And so the brand was born, featuring multicolored bags in bright pinks, yellows, and sea greens. The brand features lines like the “Lukot Lewk” with summer-colored blouses in “ponkan” or “hot lime” while the button-downs give the immediate feeling of freshness, which are appropriate for the tropical climate. “Ola Haus is super upbeat. The people are unique and they like happy things.” 


Ola Bebe

Soon after Ola Haus, Laurel gave birth to her baby girl named Barcelona. “I had ideas of stuff I wanted her to wear that I couldn’t find in the market… But it was destiny when our old mananahi who resigned from Casa Kyla, who was actually our master cutter and pattern maker, came back. I asked her if she wanted to work with me on a small project I wanted to do. Ever since the first day she came in, we never stopped working. It’s been three years.”

The selection of clothes features vibrant coordinates for little people that match the carefree, joyful feelings of childhood. Some sets feature flowers and foliage in undulating patterns. “All of the designs are easy to put on. My daughter hated putting stuff over her head. So it was so hard to look for cute stuff that I could just snap on. That’s why the earlier designs were all two pieces you could tie from the side. Or the opening of the neckline was so big that the kid wouldn’t feel like their head was going to get stuck.”

READ MORE: Motherhood & me: On balancing self-care with responsible parenting


Linking motherhood and creative entrepreneurship

Balancing motherhood and entrepreneurship (especially of multiple brands) can seem challenging, but Laurel makes it look easy. Perhaps it’s because of her brands that connect to the home and show the brighter, lighter side of life, especially of childhood. But Laurel seems to balance it all through active, engaged parenting.

“My daughter’s in her Princess era now. Everything must be a dress. She comes with me to the office and she’s interested in the brand and in design. She even puts textiles together to match dresses. She models all my collections, and we have fun with it. I recently launched button-downs with Ola Haus and I shot it together with Ola Bebe—it only took 30 minutes because my daughter loves the clothes and loves modeling the clothes. 

Kyla Olives Laurel
Photo by Jay Laurel

“My friend told me, your life will change as much as you let it change. Of course, there were sacrifices earlier on when my daughter was still young. But when I get home, she’s with me. I bring her into the office. So the biggest change is accepting that things will slow down a bit more because you’re a mother. Maybe before I could finish 10 things in a day. And now maybe five. Just because she needs my attention. Like today, she’s with us in the office. And now she wants to color, so I need to watch her color while I’m doing quotations.” 
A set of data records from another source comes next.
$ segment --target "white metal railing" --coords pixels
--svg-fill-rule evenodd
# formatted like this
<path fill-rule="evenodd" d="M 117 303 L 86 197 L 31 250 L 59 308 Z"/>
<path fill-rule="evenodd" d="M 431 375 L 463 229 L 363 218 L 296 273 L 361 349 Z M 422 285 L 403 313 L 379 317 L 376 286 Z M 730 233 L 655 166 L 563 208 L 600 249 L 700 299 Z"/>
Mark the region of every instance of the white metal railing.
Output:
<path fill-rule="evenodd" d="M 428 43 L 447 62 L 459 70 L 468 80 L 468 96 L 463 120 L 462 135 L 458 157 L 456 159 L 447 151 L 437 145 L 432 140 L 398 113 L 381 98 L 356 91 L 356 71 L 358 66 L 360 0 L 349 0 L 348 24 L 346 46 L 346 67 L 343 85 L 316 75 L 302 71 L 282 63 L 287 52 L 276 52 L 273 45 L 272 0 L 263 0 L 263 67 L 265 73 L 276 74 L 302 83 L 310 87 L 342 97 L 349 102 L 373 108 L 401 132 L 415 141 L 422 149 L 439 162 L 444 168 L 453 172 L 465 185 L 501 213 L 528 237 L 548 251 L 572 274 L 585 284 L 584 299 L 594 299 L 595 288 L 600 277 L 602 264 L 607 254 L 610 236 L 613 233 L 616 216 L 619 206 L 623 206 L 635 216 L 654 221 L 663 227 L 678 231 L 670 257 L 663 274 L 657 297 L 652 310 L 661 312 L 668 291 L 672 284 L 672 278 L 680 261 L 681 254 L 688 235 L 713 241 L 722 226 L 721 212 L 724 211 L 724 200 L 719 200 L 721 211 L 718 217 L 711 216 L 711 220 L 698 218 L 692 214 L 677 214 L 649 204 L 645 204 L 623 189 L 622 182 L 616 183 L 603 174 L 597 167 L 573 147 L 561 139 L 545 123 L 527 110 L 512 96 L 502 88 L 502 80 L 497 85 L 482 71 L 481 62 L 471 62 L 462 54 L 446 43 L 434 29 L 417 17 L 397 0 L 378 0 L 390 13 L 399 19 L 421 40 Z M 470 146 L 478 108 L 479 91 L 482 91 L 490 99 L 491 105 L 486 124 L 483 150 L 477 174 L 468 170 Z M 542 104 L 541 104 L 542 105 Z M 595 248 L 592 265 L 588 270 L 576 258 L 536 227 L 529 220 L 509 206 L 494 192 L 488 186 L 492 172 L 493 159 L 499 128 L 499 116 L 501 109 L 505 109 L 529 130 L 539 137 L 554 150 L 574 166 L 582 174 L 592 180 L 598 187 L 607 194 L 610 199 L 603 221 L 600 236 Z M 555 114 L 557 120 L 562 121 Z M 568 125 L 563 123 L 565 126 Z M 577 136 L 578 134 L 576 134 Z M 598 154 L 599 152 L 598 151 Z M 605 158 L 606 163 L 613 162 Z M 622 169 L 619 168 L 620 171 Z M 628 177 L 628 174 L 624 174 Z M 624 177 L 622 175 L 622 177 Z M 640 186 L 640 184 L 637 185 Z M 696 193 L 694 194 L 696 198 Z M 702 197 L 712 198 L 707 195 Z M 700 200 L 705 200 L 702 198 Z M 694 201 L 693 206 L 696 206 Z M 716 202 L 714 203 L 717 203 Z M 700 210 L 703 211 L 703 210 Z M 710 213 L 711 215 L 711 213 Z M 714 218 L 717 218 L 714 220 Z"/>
“There are some days that one brand is the highlight of the day, another day is another brand. I take things day to day. I don’t really let it overwhelm me. The worst thing is when you hit that wall and you can’t design, you can’t create, your brain is closed.”

I ask Laurel what her Mother’s Day plans are, to which she answers that she’s doing a golf tournament. Besides handling three brands, she plays golf competitively. “I don’t like stopping. I think my daughter knows that. Maybe that’s why she’s like that also, she likes being busy. But also, I feel like I can’t not mention that I have a really good tribe of people supporting me. It’s not like I’m raising my daughter alone. My husband is so supportive. My family is so supportive, I have a really good yaya that I can fully rely on. And I feel like that sort of gives me confidence to just keep going, and keep working.”